WLWL
- Rockingham, North Carolina; United States;
- Frequency: 770 kHz C-QUAM AM Stereo
- Branding: 770 The Big Wave

Programming
- Format: Urban oldies

Ownership
- Owner: Beach Music Broadcasting, Inc.

History
- First air date: 1970

Technical information
- Licensing authority: FCC
- Facility ID: 58964
- Class: D
- Power: 5,000 watts day
- Transmitter coordinates: 34°55′30″N 79°47′11″W﻿ / ﻿34.92500°N 79.78639°W

Links
- Public license information: Public file; LMS;
- Webcast: Listen Live
- Website: www.77wlwl.com

= WLWL =

WLWL (770 AM) is a radio station broadcasting an urban oldies music format with an emphasis on beach music that is licensed to Rockingham, North Carolina, United States. While its effective coverage range is the Sandhills area of Central North and South Carolina, its signal reaches as far as Charlotte, 75 miles to the west.
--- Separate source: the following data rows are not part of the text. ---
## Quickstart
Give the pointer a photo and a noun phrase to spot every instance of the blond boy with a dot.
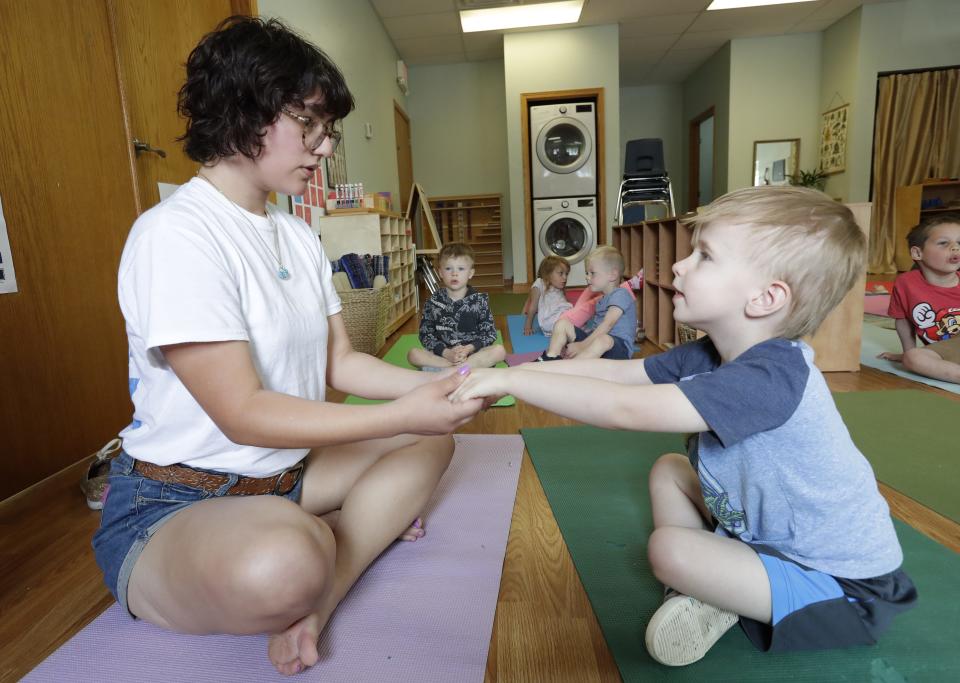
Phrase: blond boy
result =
(456, 327)
(613, 328)
(773, 519)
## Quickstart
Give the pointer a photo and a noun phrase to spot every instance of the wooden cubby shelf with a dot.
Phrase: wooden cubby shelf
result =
(655, 246)
(376, 232)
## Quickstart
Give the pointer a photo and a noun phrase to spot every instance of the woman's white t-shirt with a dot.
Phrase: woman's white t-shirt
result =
(193, 270)
(551, 305)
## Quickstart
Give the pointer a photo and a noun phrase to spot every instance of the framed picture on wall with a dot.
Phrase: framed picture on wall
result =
(337, 163)
(833, 140)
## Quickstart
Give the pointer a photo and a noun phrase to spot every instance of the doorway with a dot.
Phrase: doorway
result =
(701, 183)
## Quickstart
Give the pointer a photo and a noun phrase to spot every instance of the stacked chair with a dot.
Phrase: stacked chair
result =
(646, 184)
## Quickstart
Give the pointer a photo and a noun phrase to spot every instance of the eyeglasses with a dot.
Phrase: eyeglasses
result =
(315, 131)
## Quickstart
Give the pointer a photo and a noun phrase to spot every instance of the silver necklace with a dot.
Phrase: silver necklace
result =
(282, 271)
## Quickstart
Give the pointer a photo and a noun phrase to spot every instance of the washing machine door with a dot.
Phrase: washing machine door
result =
(563, 145)
(568, 235)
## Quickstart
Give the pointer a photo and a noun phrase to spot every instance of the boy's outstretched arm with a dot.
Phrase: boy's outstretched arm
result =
(620, 371)
(653, 408)
(907, 340)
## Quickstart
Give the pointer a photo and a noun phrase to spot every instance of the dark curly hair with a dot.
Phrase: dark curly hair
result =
(238, 78)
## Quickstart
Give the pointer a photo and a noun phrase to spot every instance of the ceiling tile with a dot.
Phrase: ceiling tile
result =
(435, 45)
(714, 39)
(697, 57)
(484, 55)
(775, 19)
(613, 11)
(639, 56)
(421, 25)
(484, 40)
(656, 26)
(649, 43)
(436, 59)
(396, 8)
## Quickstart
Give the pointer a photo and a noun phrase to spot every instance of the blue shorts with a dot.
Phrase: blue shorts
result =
(814, 611)
(620, 350)
(134, 508)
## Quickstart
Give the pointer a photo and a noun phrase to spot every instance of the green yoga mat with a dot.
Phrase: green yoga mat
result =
(906, 436)
(596, 483)
(506, 303)
(397, 355)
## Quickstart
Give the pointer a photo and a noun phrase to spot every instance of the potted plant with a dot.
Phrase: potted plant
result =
(816, 179)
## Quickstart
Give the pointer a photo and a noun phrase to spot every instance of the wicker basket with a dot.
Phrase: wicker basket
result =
(365, 314)
(686, 333)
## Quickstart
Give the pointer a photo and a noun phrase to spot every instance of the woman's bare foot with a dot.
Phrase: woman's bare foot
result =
(295, 649)
(414, 532)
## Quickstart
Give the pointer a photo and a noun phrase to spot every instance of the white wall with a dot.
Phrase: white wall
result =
(351, 33)
(560, 60)
(774, 95)
(912, 34)
(655, 111)
(458, 124)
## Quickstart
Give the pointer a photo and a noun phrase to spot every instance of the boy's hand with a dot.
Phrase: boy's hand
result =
(429, 409)
(572, 349)
(483, 383)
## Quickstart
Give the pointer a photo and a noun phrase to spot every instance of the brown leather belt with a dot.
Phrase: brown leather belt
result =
(279, 484)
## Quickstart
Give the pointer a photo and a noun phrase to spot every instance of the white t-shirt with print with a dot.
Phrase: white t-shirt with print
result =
(193, 270)
(552, 304)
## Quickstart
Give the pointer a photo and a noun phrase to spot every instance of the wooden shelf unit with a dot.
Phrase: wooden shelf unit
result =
(655, 246)
(909, 211)
(475, 220)
(376, 232)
The station is currently owned by Beach Music Broadcasting, Inc.

The station was first licensed March 6, 1970. WLWL uses airchecks from WABC in New York City that feature the words "seventy-seven" in jingle form to promote its frequency of 770 kHz.

WLWL broadcasts only during daylight hours, to avoid interference with WABC, which has a Class A clear-channel license for the same frequency.